The celebrity flat Earthers are a troublingly numerous bunch, but for the most part their idiocy has been thought of as laughable, and as such, benign. Case in point: Cleveland Cavalier point guard Kyrie Irving, a man who proudly proclaimed in February that he believed that the Earth was flat. Despite his obvious deficits, Irving is still a highly sought-after NBA player and generally popular guy, and why shouldn’t he be? Until now, his ignorance appeared to affect only himself.
But a recent report by NPR reveals that his ideas have not been as well contained as the science community would hope.
In an interview with NPR, middle school teacher Nick Gurol provided worrying evidence that Irving’s statements have infiltrated the next generation of Americans.
She tells her students — like Nick Gurol, whose middle-schoolers believe the Earth is flat — that, as hard as they try, science teachers aren’t likely to change a student’s misconceptions just by correcting them.
Gurol says his students got the idea of a flat planet from basketball star Kyrie Irving, who said as much on a podcast.
“And immediately I start to panic. How have I failed these kids so badly they think the Earth is flat just because a basketball player says it?”
It’s one thing for Irving to hold beliefs that make him look like an idiot, and another for those beliefs to compromise future generations.

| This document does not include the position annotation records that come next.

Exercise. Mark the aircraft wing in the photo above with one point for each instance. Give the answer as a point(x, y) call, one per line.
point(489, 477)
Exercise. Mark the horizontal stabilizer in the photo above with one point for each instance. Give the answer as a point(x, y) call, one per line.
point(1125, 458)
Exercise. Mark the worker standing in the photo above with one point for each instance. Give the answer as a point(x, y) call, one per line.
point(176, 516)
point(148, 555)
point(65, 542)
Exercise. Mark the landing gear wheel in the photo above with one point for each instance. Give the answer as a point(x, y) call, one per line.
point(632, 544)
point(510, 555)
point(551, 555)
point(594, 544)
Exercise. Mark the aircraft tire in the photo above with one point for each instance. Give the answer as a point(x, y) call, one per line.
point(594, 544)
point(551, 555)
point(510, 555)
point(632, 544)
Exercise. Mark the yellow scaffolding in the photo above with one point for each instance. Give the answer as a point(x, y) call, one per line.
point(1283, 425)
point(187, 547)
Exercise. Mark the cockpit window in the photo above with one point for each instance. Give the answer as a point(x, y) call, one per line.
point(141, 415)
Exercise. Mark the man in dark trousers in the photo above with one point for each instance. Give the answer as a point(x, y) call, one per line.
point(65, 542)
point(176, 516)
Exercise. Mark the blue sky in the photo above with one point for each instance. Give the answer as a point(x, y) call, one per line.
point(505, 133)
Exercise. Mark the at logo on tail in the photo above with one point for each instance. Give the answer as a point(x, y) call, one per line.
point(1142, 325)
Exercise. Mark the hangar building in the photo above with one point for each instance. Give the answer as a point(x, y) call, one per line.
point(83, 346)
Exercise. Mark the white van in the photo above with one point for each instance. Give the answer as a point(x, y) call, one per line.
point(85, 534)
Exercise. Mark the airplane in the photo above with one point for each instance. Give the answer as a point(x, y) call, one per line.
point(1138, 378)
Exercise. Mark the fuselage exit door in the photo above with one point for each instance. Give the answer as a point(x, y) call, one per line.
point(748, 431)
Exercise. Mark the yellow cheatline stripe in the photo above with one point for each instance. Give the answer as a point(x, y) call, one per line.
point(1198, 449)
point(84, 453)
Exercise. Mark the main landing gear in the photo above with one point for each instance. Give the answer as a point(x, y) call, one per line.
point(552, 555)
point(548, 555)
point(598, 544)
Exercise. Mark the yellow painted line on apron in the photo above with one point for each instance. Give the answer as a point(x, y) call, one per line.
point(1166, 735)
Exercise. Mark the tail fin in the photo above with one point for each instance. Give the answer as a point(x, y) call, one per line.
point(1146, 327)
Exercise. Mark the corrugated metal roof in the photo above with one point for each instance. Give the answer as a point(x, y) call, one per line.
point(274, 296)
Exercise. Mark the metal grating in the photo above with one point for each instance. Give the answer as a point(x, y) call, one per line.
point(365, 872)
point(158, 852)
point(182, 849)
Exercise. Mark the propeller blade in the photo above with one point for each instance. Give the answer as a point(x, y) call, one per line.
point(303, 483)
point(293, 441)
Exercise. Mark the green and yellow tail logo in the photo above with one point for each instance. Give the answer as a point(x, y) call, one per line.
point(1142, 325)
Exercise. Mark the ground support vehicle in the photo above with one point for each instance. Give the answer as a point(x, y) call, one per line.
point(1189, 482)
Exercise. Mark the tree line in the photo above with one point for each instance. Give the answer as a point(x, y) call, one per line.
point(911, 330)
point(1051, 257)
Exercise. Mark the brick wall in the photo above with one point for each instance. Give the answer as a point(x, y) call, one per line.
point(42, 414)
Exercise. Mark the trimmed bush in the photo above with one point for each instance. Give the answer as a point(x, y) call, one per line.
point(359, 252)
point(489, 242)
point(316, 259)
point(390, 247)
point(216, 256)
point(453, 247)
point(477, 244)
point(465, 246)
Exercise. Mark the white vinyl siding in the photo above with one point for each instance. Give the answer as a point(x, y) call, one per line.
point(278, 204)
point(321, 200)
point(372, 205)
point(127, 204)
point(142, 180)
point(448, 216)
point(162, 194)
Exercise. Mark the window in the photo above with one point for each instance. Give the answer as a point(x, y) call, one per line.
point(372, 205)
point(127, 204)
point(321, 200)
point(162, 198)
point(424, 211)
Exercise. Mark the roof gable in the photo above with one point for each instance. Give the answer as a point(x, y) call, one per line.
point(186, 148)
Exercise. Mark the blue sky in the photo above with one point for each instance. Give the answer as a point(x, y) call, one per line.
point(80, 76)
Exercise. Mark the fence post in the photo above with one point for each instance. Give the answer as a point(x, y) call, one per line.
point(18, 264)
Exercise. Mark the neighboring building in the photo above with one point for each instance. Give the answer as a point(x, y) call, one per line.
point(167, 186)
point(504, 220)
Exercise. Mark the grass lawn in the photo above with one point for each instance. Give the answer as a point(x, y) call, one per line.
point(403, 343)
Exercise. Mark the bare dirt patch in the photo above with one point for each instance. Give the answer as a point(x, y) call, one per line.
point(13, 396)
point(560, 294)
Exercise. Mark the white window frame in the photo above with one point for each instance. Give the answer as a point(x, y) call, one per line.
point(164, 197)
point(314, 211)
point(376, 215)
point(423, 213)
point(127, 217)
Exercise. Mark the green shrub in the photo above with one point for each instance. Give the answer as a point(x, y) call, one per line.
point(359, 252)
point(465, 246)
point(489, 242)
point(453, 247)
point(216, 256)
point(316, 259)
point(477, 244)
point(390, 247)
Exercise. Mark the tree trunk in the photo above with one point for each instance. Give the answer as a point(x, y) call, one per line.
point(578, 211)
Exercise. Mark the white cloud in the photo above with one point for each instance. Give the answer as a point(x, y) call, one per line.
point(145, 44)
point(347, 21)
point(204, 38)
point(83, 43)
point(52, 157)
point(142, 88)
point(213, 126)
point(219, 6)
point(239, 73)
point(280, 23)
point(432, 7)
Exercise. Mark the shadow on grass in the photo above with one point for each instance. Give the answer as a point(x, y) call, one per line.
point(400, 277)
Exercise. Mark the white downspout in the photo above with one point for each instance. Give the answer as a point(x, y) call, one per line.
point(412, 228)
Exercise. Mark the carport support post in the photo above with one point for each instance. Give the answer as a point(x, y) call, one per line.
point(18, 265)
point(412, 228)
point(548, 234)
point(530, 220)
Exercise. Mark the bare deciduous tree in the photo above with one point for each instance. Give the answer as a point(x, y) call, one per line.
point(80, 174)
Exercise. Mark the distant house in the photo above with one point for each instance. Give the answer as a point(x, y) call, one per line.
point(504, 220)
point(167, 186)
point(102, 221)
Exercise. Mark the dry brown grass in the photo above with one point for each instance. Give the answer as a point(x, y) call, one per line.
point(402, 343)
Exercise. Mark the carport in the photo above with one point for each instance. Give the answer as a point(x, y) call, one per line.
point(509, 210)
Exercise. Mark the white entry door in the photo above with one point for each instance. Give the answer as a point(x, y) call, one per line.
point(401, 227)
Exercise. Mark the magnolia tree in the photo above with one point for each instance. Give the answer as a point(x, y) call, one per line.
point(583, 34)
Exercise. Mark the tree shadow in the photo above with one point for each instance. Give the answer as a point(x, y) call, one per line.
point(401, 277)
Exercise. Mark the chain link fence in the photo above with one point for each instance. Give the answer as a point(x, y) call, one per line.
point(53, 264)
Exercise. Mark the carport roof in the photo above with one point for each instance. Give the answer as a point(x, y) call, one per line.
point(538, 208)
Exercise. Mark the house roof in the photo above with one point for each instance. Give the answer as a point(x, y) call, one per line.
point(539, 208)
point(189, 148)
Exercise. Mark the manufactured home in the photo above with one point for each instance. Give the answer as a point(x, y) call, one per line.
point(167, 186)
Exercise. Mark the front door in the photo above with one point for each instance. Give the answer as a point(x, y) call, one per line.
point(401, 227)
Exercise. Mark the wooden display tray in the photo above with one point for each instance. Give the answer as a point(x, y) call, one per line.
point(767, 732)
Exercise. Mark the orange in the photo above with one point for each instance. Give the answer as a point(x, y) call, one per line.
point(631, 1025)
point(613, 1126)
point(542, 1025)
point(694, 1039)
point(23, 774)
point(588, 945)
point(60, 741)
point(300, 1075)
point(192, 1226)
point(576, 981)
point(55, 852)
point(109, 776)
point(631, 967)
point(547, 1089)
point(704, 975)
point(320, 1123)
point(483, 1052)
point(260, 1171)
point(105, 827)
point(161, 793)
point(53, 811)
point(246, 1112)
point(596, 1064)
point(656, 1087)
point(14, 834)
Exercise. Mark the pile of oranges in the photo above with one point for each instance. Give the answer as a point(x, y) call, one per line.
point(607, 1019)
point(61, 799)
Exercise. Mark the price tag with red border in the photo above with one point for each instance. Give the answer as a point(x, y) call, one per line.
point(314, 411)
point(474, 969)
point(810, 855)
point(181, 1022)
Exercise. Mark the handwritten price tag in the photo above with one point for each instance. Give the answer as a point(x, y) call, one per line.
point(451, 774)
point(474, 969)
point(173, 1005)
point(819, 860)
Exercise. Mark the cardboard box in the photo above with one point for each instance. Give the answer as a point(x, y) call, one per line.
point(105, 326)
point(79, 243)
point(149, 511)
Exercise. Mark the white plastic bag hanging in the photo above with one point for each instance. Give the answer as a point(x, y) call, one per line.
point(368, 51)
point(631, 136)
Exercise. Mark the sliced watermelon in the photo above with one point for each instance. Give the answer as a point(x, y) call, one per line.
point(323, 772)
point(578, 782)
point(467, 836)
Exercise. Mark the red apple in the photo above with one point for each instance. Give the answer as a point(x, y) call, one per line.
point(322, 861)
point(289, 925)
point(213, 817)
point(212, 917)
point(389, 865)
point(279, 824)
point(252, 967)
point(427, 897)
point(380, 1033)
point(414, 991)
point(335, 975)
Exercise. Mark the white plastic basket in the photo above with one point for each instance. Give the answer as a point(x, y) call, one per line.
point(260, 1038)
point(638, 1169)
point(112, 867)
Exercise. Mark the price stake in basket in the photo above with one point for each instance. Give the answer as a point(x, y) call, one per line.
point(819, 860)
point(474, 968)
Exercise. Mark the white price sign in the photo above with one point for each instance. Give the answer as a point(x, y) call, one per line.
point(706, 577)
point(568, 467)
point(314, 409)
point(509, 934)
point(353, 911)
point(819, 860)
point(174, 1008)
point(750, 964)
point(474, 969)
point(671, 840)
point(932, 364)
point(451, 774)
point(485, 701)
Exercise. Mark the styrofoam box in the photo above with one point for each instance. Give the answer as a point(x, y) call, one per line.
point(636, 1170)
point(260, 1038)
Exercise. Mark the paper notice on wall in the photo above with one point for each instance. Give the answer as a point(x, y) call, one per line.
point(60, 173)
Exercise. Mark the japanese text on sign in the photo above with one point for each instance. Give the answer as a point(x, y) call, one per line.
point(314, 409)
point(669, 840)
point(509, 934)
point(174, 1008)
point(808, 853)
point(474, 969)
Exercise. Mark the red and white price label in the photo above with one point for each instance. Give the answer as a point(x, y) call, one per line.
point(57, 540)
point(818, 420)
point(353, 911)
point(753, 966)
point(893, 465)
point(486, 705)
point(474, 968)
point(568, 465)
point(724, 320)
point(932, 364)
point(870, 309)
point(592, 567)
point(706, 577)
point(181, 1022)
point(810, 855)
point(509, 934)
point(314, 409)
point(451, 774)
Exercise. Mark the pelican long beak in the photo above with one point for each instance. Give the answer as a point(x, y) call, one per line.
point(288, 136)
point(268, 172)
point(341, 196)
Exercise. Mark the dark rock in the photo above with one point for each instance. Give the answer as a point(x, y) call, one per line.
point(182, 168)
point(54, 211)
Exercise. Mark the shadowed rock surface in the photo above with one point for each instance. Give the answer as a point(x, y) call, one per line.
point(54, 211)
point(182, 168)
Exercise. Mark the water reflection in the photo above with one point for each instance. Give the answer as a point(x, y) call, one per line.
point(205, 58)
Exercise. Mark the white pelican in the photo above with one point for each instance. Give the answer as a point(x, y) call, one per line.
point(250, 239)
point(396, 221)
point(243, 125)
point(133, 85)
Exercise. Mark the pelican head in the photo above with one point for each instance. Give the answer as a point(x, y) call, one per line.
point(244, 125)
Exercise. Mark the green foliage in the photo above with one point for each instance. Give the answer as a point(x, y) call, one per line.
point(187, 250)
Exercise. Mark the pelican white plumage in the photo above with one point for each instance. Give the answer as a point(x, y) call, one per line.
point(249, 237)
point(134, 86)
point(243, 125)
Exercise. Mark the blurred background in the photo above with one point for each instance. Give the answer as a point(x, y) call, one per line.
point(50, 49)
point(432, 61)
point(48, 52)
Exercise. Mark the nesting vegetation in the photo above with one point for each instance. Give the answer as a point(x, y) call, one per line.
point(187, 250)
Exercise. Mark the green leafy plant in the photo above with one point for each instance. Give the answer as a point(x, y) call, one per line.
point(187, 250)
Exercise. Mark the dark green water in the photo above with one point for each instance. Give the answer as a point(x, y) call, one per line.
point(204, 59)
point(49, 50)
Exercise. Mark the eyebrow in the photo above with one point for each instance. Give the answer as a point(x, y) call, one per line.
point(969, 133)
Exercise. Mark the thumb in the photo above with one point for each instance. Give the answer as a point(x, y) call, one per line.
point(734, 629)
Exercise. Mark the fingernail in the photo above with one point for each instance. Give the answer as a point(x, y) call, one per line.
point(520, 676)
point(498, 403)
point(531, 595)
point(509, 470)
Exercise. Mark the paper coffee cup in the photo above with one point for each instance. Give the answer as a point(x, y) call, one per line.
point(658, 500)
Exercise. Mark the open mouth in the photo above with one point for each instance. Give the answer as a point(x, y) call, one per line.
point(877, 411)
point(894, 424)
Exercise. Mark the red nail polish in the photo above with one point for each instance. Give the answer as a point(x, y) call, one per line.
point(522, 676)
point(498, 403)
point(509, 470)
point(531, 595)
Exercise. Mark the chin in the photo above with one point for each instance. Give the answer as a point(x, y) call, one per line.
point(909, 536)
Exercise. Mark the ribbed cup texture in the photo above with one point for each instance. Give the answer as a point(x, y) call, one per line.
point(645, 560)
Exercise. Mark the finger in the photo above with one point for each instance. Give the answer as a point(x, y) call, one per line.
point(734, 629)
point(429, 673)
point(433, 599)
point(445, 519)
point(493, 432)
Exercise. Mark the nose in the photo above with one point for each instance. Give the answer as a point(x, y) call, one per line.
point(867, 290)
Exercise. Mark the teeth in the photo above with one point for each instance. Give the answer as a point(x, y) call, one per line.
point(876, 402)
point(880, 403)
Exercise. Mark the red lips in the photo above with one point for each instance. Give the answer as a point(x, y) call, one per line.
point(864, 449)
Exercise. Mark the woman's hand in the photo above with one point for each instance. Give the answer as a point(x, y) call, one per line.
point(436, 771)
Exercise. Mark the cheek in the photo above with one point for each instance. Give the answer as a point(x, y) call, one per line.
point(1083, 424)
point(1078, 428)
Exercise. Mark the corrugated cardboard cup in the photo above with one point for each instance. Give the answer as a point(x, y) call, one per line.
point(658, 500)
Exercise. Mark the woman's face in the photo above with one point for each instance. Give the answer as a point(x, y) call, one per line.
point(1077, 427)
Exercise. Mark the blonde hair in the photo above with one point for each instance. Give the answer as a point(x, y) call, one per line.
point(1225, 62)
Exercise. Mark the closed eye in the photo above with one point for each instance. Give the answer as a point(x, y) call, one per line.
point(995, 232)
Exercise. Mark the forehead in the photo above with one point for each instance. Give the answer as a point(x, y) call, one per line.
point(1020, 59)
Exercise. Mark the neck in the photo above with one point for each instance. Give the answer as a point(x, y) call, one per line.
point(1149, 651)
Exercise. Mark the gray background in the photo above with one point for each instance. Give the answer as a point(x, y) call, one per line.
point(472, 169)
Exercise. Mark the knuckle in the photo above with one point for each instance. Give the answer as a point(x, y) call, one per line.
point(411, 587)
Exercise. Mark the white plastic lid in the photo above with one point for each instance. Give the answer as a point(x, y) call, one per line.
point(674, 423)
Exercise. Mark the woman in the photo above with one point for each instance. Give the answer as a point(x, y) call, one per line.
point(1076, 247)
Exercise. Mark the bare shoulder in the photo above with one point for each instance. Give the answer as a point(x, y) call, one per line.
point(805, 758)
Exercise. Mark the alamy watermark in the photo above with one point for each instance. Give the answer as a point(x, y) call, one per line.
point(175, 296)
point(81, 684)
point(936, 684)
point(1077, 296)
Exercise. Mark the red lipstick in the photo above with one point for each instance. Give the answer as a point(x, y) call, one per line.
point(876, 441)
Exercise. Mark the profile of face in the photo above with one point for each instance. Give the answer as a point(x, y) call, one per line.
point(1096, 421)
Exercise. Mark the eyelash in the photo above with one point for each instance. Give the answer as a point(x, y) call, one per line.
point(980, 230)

Unfortunately, this recent incident shows that Irving’s support of the flat Earth movement is getting in the way of the one thing that can squash it — and other psuedoscientific ideas — altogether: education.
Scientists studying the rise and spread of fake news and belief in conspiracy theories have found that it all begins with a lack of education: In a previous interview with Inverse, North Carolina State University psychology professor Anne McLaughlin said that our failure to combat pseudoscience is “mostly on us and the education these adults received.”
Other scientists have pointed out that belief in conspiracy theories tends to increase among people who mistrust authority structures and, as a result, feel a lack of control over their own lives. This suggests that Irving believes that institutional science is not to be trusted — which, fine, “[you] ought to be able to think and say whatever you want,” as Neil DeGrasse Tyson said in response to Irving’s first declarations of flat Eartherism. But to spread that message to kids is to plant a seed of mistrust that has the potential to derail their entire education, which has its foundations in science.
What’s most concerning about Gurol’s Irving-loving middle schoolers is that they might not even be aware that flat Eartherism is a fake, pseudoscientific movement. In the article, NPR noted that Gurol said “he tried reasoning with the students and showed them a video. Nothing worked.” This foreshadows the horrifying possibility that, if celebrities continue to enjoy more credibility than actual scientists, it’s possible that actual science might slip into the fringes, and the ideas at the fringe may become the norm. We’re seeing it already, with Gwyneth Paltrow and her scientifically appalling ideas on GOOP gaining traction among her immense readership. When fake news becomes the most widely accepted news, will it still count as fake?
It’s a scary thought, and fortunately people like Gurol are out there mopping up the mess that Irving and his compatriots are creating among the youth. But Irving — together with B.o.B. and Tila Tequila — arguably hold more sway over American kids (okay, nobody cares about Tila Tequila anymore) than scientists do, so cleanup won’t be easy. Hopefully, the Boston Celtics or the Phoenix Suns, or whichever team ends up dealing with the problematic superstar, will make no excuses for idiocy, Flat Earth Champions be damned.